Neydik, Ne Olduk!
“Eskiye rağbet olsaydı, bit pazarına nur yağardı.” demişti bir kere Geometri öğretmenim… Ne demek istediğini o zamanlar anlamamıştım. Ama şimdi çok iyi anlıyorum…
Eskiler, eski günler, eski arkadaşlıklar, eski akrabalıklar çok uzakta kaldı. Eskiden biz kocaman bir aileydik. Hafta sonları evimizde hep misafirlerimiz olurdu…

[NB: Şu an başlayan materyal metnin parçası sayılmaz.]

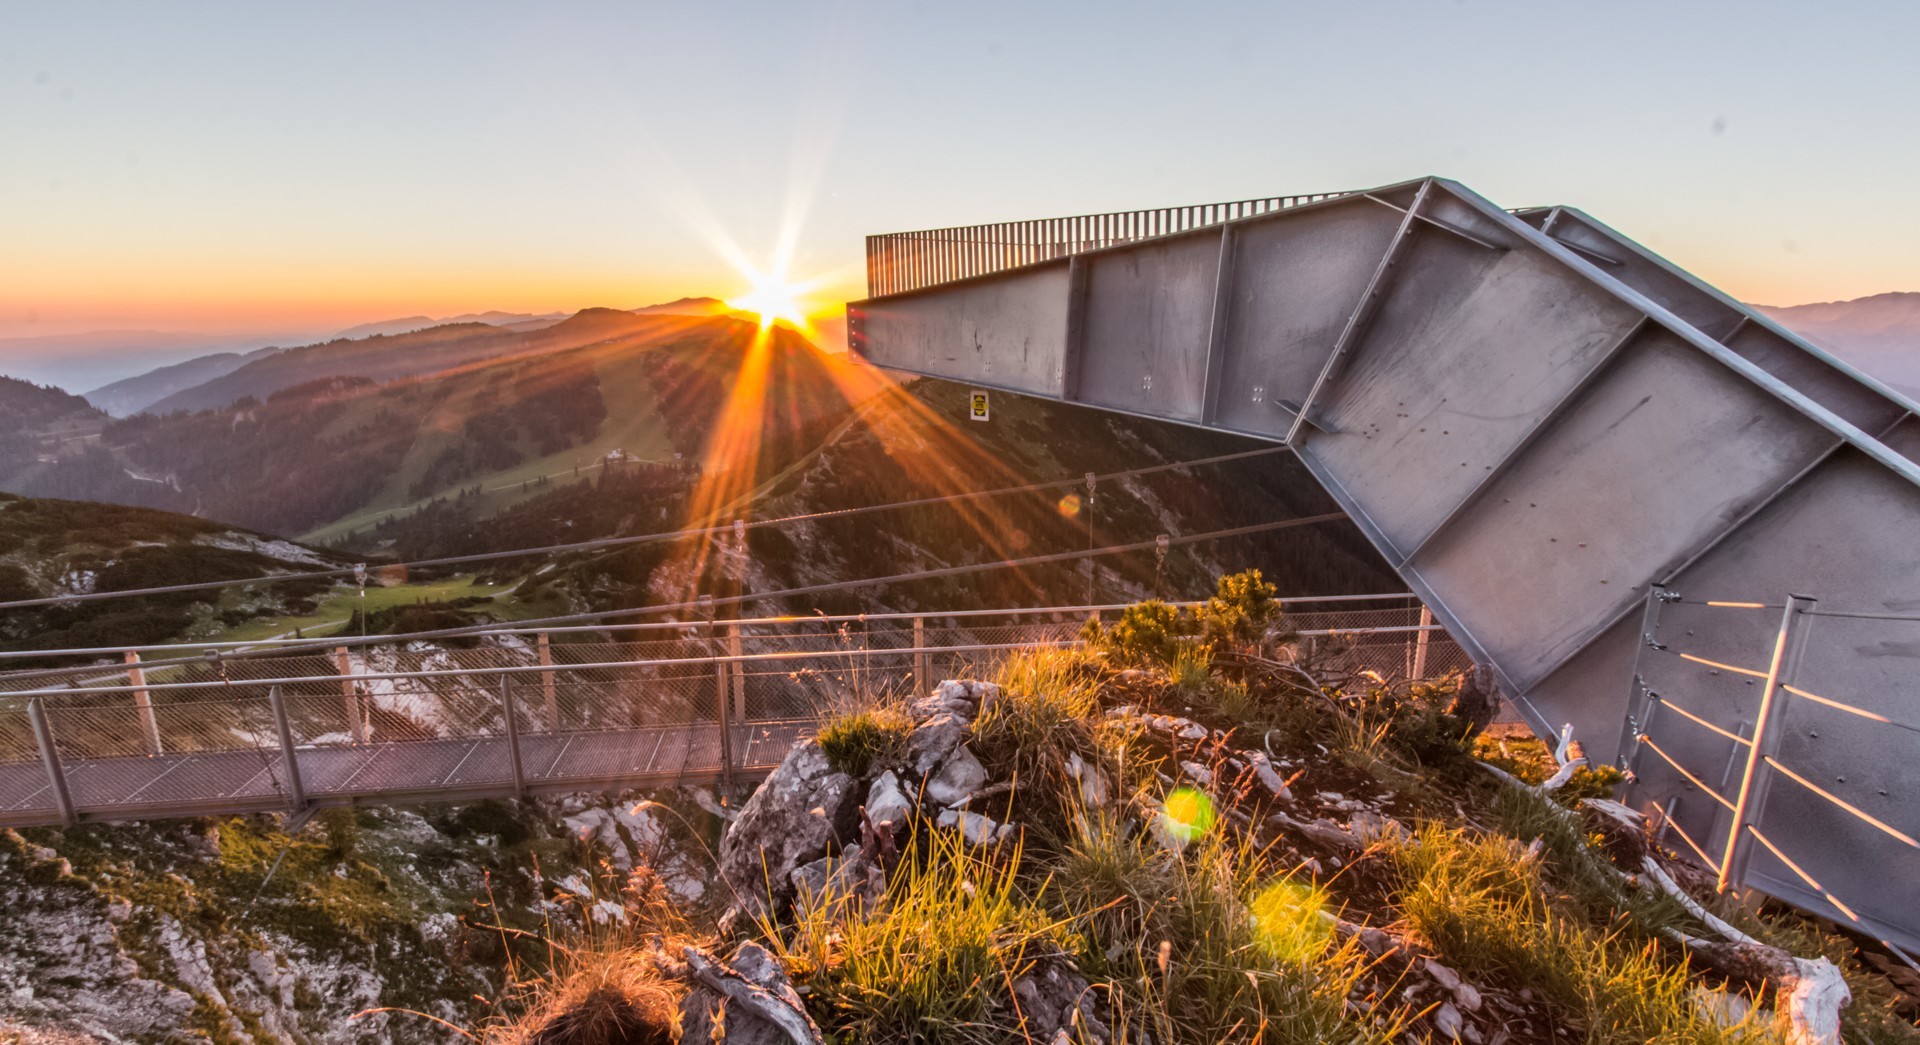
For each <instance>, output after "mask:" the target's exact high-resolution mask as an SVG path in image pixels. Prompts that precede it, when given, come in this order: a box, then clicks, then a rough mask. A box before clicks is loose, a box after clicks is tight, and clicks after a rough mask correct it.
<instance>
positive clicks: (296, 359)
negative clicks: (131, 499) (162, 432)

Ben şanslı çocuklardandım. Çünkü annemin ve babamın annelerini ve babalarını gördüm. İki tane dedem vardı. İkisi de dağ gibi adamlardı. Onlar gitti ve birçok şey bitti…
Dayılarım vardı. Onların eşleri, onların çocukları. Hafta sonlarımız biri gelmezse diğeri gelir, hatta hafta içi bile beraberdik. Dedem (Annem’in babası) ölünce, mal davası yüzünden gittiler, bittiler.
Şimdi daha iyi anlıyorum ki verdiğimiz sürece var olduğumuz akrabalarımız vardı. Annem ve babam memleketten İstanbul’a gelmiş herkese kapısını açardı. Günlerce sorgusuz sualsiz ağırlar, evlenmek için gelenleri evlendirir. Evimizde düğün yapılırdı. İşe girip çalışacak olanlar kendilerini toparlayana kadar bizde kalırlardı. Bir evde misafirlikten kasıt, “Yat, kalk”la olmuyor. Misafirin yemeği, yıkanması gereken çamaşırları vs. Ahhh Annem, senin hakkını kim ödeyebilir…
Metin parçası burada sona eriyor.